Archive for January, 2012

Squanamagonic; Land of Clay Hills.

January 22, 2012

Gonic New Hampshire got it’s name, like countless other New England towns, by mangling the original inhabitants name for the place.  There are many indigenous place names referring to pottery across the Americas.  Gonic, known to the local Pennacook Indians as “land of the clay hills,” is particularly interesting because European colonists and their progeny continued the namesake tradition.

19th century pottery making in Gonic was synonymous with the Osborne family.  They were a branch of the Quaker clan from Danvers, MA whose pottery dynasty reached back into the previous century.  In those days, trades like pottery tended to stay within certain families.  Some historians today believe this was due to the particularly long apprenticeship required to become a master.  It made a certain sense as a natural extension of family ties to incorporate relations as they came of age (to get a Master of Fine Arts Degree today takes only two years and parental co-signing of $50,000 in loans).  But another argument (probably from those with teen aged sons) considers the benefits of consigning a strapping young boy to a relative’s household so they can feed him for his teen years…

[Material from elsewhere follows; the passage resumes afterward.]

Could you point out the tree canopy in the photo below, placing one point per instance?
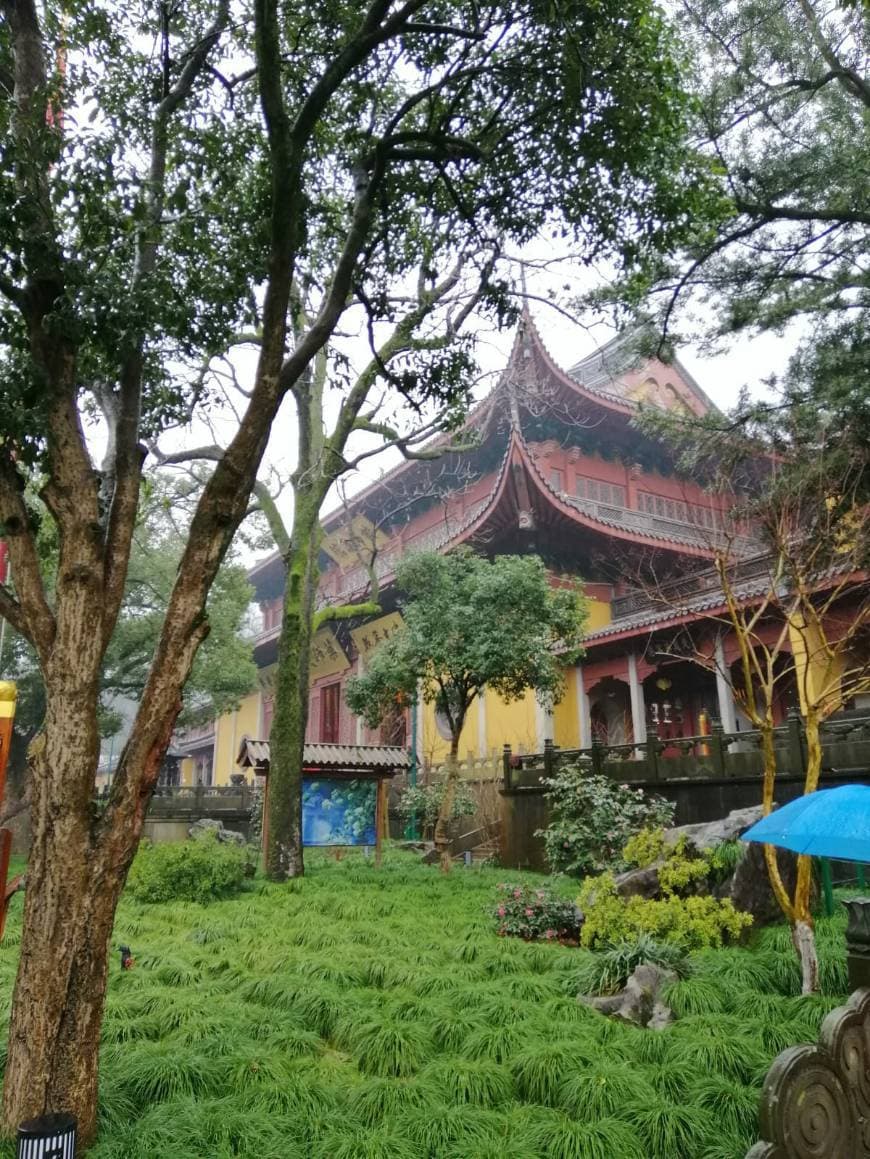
(178, 179)
(470, 624)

We can’t know what the Gonic Osbornes’ ulterior motives towards their teenagers were.  But we do know that their mottled green glaze rivaled that of the Tauton, MA potteries who went through positively scandalous amounts of copper.  And apparently the Gonic Osborne’s did a good trade in shaving mugs, or at least many of these have survived.

At some point, brick making must also have been part of the Osborne resume.  Their rectangular corbel arched kilns were akin to brick makers’ scove kilns.  The Osborne’s even used the so called “brick maker’s method” of clay preparation designed to wash out soluble salts before production.  Hillsides were scraped to expose clay seams.  They were plowed and harrowed before a rain, then sun dried.  The clay lumps were broken up and carted off to the pottery.

Labor intensive?  Perhaps.  But that’s what teen aged apprentices were for.

Readings

The Art of the Potter.  Diana and J. Garrison Stradling.  Main Street-Universe Books/New York.  1977.

Early New England Potters and Their Wares.  Lura Woodside Watkins.  Harvard Univ Press/Cambridge MA.  1968.

Slipped and Glazed: Regional American Redware.  Brian Cullity.  Heritage Plantation of Sandwich/Sandwich MA.  1991.

About the Pig’s Blood Comment

January 8, 2012

Pottery history is not drenched in blood, despite some blood related comments in this journal – most recently how some rural potters used animal blood to give their glazes a darker tint…

That bit probably should be explained.

Charles Mehwaldt was a third generation potter born in Bruessow Germany in 1808.  After his apprenticeship Mehwaldt worked as a journeyman potter first in Russia and eventually in Lebanon (that an early 19th century German potter would do his journeyman work in the Middle East is interesting enough).  Ultimately he returned to a Germany in the throes of revolution

In 1851 Mehwaldt heard that a colony of Bruessow Germans had formed seven years earlier in Bergholtz, New York.  He and his family emigrated but they almost didn’t make it.  Their ship sank off Long Island.  A tub attached to a cable pulled them ashore.  A barge along the Erie Canal pulled them the rest of the way to Bergholtz.

Mehwaldt cared less for the fabled American clays than those of the old country.  Still, he managed to produced a wide range of utilitarian redware.  At Christmas he made little toy dinner sets and toy whistles.  His daughter recalled years later how “We children helped grind the lead for the glaze [They used a grinding stone basin, a “quern,” which was spun by a long wooden pole.] …My brother and I would count to 100 then rest.”  She also mentioned how Charles used pigs blood to tint his glazes from time to time.

Whitewares pushed the boundaries of pottery making into the thick of the Industrial Revolution.  But darker colored pottery defined the pragmatism of borderland communities like Bergholtz.  It didn’t show dirt.  Remoteness combined with pragmatism has always led potters to find their oxides where they could be found.  Considering the life cycles of farm living, pig’s blood isn’t that big of a leap.

Readings:

The Art of the Potter.  Diana and J. Garrison Stradling.  Main Street-Universe Books/New York.  1977.

The Rise of the Staffordshire Potteries. John Thomas.  Augustus Kelly Publishers/New York.  1971.